When I left corporate design I was a self-loathing designer. I felt
like I was doing nothing but making pretty stuff for rich people at the
expense of some poor worker. Many designers I talk with are eaten up
with the shame over low-cost Asian sourcing. The lack of control you
feel in the corporate system when your products fly off to be made in
God-knows-where is very troubling. But as one of the key connections
between the factory floor and the market, designers have a pivotal role
to play in this, the real futuristic world we live in, where everything
is indeed made by hand. It is now time for designers to assert that
responsibility. Each generation of Industrial Designers raises a
particular issue to the forefront. In the 80’s it was universal design.
In the 90’s it was sustainable design. I believe that the shame of
exploitative manufacturing is what this generation has to face.

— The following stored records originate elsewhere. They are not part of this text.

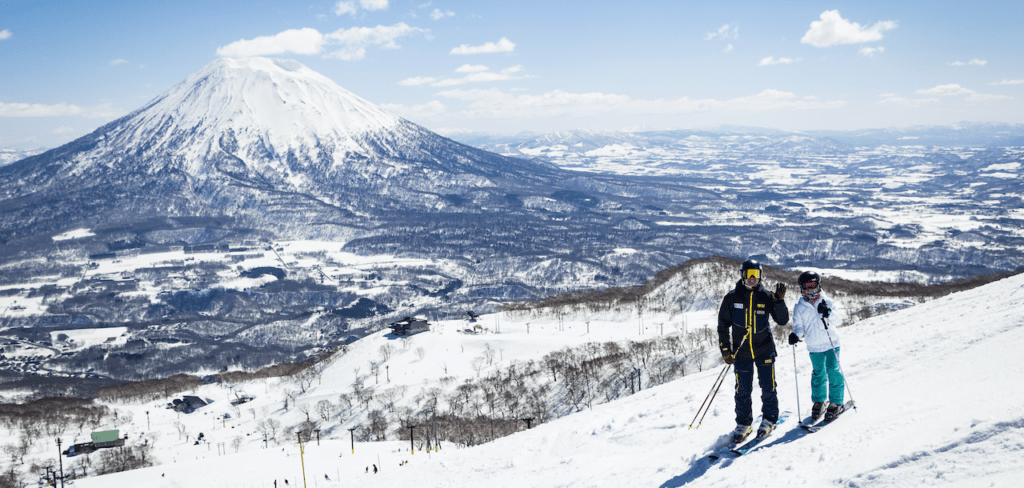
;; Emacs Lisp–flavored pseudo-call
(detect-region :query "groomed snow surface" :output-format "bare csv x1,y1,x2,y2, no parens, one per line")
63,272,1024,487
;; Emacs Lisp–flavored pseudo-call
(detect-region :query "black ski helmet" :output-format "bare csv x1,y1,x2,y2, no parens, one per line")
740,259,762,275
798,271,820,287
740,259,762,289
798,271,821,300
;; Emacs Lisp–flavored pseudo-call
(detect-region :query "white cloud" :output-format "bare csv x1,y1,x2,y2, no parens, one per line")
335,1,357,15
878,94,940,107
916,84,975,96
110,58,129,66
430,8,454,20
704,24,739,41
801,10,897,47
323,23,422,60
379,100,446,117
0,101,122,118
398,76,437,86
216,28,326,57
216,24,422,60
758,56,796,66
989,79,1024,86
361,0,388,10
336,0,388,16
905,84,1009,102
951,59,987,66
0,29,12,40
724,44,733,53
859,46,885,57
450,37,515,55
455,64,489,73
431,65,528,87
54,127,76,135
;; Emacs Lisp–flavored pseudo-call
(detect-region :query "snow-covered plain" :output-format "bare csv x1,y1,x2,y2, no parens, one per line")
53,272,1024,487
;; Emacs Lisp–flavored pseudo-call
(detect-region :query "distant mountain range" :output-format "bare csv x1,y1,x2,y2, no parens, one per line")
444,122,1024,159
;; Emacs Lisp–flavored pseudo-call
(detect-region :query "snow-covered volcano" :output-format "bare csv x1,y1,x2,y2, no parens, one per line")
58,57,552,187
118,57,405,173
0,57,557,242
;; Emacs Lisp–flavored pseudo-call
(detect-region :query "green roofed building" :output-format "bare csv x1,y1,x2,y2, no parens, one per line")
91,430,124,448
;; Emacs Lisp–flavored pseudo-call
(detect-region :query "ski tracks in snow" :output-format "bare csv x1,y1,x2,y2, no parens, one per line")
842,417,1024,487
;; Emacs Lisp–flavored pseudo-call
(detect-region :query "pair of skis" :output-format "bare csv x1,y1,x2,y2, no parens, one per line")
800,400,855,433
707,401,855,461
707,411,789,461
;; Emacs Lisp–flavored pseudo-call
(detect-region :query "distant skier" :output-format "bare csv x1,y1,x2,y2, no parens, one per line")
373,464,378,474
718,259,789,441
789,271,845,420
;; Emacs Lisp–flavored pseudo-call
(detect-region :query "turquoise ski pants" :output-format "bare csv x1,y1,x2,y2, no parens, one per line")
809,348,844,404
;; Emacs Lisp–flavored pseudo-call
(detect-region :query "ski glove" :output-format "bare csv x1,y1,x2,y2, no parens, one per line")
774,283,786,301
817,302,831,318
722,352,735,365
788,332,800,345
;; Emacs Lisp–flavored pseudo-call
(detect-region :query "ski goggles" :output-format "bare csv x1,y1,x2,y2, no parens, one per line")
802,282,821,300
743,269,761,280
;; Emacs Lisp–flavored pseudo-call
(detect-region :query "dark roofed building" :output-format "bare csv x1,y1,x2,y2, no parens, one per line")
389,317,430,336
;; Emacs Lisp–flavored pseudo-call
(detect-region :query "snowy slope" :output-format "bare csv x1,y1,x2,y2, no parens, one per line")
64,272,1024,487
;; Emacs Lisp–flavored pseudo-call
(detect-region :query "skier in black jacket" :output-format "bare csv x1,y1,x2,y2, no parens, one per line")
718,259,789,441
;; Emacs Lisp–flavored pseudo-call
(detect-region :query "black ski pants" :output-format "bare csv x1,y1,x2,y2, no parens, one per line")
734,355,779,426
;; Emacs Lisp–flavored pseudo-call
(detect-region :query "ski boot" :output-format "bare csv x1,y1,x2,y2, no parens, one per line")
824,402,845,421
811,402,826,420
731,424,751,443
756,418,776,438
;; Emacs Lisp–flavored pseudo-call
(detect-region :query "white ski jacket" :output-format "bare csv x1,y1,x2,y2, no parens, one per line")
792,292,842,353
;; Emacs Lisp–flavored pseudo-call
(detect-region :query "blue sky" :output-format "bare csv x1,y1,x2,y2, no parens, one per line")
2,0,1023,149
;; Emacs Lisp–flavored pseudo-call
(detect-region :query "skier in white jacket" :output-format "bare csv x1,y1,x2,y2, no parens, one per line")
788,271,845,421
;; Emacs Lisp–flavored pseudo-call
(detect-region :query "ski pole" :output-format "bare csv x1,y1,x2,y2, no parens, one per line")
822,316,856,410
688,363,730,429
792,344,801,420
695,364,730,429
691,334,748,429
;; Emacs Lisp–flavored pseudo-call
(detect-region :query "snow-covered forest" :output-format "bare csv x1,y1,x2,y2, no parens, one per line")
2,260,1022,487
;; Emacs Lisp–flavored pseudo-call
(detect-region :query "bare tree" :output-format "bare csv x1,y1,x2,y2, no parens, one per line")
416,347,426,360
315,400,335,422
295,369,316,393
173,421,188,440
257,418,280,440
95,444,154,474
470,357,485,378
369,362,380,384
379,343,396,361
0,464,24,487
483,343,496,366
337,393,353,410
297,403,312,423
231,436,244,453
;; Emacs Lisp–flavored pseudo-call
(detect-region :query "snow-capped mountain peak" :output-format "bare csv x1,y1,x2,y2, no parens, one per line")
100,57,402,173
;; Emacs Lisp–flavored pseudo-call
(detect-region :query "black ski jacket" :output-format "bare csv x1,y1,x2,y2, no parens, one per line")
717,280,789,361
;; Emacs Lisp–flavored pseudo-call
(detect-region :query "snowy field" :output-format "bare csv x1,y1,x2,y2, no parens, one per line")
50,272,1024,487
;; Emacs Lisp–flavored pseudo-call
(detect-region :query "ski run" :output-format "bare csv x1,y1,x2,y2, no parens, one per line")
31,272,1024,487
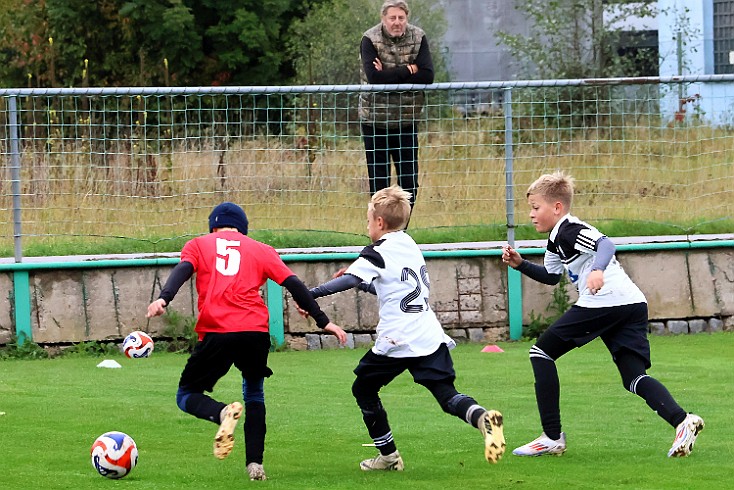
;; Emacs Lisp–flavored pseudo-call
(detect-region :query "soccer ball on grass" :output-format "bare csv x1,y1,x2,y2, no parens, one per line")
90,431,138,479
122,331,154,358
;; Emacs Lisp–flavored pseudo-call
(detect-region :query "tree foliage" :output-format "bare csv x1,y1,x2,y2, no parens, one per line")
497,0,658,79
0,0,314,87
287,0,448,85
185,0,305,86
118,0,202,85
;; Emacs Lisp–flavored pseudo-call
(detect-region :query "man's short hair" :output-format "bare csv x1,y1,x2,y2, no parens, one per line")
381,0,409,16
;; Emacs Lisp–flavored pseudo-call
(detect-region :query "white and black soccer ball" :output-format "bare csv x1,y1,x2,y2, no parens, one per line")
122,331,154,358
90,431,138,479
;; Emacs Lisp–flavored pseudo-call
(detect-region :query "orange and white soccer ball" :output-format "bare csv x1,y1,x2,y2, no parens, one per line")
90,431,138,479
122,331,154,358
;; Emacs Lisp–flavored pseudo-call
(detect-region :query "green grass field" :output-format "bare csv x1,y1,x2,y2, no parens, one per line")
1,333,732,489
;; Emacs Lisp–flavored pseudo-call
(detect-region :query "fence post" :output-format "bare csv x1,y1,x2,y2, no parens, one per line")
9,96,34,345
12,271,33,345
504,87,523,341
266,279,285,348
9,95,22,263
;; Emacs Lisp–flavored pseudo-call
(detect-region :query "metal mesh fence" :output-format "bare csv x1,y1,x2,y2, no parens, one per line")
1,77,733,258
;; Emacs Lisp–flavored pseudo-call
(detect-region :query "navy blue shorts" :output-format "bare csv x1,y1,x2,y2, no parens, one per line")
353,342,457,388
178,331,273,393
548,302,651,368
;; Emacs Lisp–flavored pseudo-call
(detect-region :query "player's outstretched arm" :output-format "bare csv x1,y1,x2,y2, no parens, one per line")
147,298,167,318
147,261,194,318
283,276,349,346
503,245,561,285
310,273,363,299
501,245,523,268
323,322,348,345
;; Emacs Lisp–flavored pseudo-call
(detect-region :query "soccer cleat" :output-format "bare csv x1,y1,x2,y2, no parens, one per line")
479,410,506,463
247,462,267,481
213,402,243,459
512,432,566,457
668,413,704,458
359,451,405,471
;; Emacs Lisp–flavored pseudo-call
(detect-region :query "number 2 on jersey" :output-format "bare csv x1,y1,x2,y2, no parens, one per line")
400,266,430,313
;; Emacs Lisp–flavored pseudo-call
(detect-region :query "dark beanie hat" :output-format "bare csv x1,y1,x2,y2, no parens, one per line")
208,202,249,234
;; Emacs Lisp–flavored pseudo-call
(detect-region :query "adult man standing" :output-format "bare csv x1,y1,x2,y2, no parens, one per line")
359,0,434,215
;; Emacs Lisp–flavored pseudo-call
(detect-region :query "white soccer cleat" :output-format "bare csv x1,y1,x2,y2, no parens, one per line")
213,402,243,459
479,410,506,463
668,413,704,458
247,462,267,481
512,432,566,457
359,450,405,471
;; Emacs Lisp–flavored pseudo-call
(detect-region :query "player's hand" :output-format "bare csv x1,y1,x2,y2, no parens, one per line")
586,269,604,295
373,58,383,71
295,304,309,318
501,245,523,268
332,267,348,279
324,322,348,345
146,298,166,318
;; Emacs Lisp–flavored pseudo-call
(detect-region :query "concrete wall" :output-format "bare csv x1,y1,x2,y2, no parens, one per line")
1,240,732,347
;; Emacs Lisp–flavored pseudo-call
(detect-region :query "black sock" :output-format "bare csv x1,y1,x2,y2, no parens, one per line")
632,375,687,427
244,401,266,465
183,393,226,423
445,394,484,427
361,401,397,455
531,356,562,440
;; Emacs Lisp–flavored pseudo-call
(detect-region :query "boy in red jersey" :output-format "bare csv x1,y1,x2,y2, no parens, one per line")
147,202,346,481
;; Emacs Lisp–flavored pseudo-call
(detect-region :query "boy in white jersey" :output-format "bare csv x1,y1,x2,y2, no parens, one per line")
502,171,703,458
308,185,505,470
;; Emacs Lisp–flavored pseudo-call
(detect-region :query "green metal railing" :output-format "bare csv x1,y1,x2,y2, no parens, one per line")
2,238,732,347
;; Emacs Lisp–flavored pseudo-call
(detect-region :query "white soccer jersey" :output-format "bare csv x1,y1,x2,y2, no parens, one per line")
545,214,647,308
346,231,455,358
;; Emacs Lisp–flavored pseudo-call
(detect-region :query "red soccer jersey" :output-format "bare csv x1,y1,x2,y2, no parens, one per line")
180,230,294,338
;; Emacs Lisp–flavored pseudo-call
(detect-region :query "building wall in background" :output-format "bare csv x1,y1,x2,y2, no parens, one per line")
440,0,530,81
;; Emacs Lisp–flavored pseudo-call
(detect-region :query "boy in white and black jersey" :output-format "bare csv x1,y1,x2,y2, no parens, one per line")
502,171,703,458
307,185,506,471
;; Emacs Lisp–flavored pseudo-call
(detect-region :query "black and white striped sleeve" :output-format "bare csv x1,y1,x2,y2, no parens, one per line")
576,227,604,254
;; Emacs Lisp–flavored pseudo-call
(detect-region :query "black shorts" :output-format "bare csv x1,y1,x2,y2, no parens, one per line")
178,331,273,393
353,343,456,388
549,302,651,368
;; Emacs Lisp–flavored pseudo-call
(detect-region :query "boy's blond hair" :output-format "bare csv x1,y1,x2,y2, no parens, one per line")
526,171,574,211
370,185,412,230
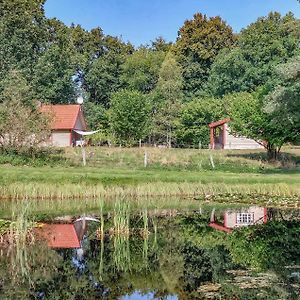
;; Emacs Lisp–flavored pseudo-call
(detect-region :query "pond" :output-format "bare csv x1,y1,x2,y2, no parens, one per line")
0,205,299,299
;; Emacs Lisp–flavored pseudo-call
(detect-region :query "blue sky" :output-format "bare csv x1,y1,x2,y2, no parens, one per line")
44,0,300,46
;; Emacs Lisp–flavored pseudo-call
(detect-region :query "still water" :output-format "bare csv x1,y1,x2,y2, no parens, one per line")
0,205,299,299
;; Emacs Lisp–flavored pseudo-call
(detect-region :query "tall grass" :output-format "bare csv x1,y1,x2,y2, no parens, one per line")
112,200,131,235
4,202,35,285
1,181,299,202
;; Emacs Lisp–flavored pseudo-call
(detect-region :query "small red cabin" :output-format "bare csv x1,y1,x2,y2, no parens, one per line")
209,118,263,150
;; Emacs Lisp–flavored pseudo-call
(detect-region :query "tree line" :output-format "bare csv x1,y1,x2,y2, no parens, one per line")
0,0,299,159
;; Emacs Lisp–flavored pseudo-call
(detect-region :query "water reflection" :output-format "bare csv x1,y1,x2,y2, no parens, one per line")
209,206,268,233
0,206,299,299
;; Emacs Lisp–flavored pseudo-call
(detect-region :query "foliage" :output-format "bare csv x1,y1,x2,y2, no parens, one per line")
228,221,300,270
174,13,235,96
206,48,255,97
121,48,166,93
0,70,51,153
266,56,300,144
32,19,76,104
109,90,151,145
152,52,183,146
225,92,296,159
82,36,133,107
177,98,225,147
207,12,300,97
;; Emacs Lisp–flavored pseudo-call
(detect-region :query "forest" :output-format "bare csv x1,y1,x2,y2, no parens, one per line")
0,0,299,159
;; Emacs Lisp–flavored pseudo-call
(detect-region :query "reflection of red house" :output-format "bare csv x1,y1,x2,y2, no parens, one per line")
38,224,81,249
209,207,268,234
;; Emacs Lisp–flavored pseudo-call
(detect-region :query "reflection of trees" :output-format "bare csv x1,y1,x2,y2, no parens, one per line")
1,213,299,299
0,243,60,299
228,220,300,270
181,242,213,291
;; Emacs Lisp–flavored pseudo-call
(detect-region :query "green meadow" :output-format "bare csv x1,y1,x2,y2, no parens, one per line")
0,147,299,211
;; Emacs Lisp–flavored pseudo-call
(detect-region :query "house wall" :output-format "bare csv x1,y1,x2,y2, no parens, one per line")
224,124,263,150
225,206,266,228
74,114,85,130
52,130,71,147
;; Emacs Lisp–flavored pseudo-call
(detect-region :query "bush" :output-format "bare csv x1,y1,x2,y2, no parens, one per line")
0,147,66,166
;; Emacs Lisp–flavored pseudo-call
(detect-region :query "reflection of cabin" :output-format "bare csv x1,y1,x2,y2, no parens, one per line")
40,104,87,147
38,224,82,249
209,206,267,233
208,119,263,150
37,222,86,249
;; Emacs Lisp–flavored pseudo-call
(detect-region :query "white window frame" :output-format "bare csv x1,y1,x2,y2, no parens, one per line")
236,213,254,225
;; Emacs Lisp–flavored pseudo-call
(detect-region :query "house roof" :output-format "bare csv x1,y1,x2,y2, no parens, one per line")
208,118,231,128
40,104,87,130
38,224,81,249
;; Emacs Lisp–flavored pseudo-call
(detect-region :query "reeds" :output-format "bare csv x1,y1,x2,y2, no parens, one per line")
112,200,130,236
5,202,35,284
1,181,299,203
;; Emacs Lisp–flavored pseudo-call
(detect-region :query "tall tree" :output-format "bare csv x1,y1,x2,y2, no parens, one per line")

These are William Gordon‘s powerful and moving words in his article titled "16 Manufacturers, 175 Products, 7 Weeks:Reflections on a mission to Manila" currently up on Core77. All I can say is read his story about his experience in the Philipines and reflect upon, as I did, the words he ends his article with,
My experience designing for Filipino manufacturing was one of the most
enriching of my life. I learned that people-centered design has a
middle component, living between ethnography and interface. Hand
manufacturing is the reality in much of the world, and designers,
sitting at their desks sending off PDFs to unknown destinations, may be
a modern paradigm, but ultimately a hollow one. I would encourage
designers to go and visit where their products are made, and,
especially, with the people who make them.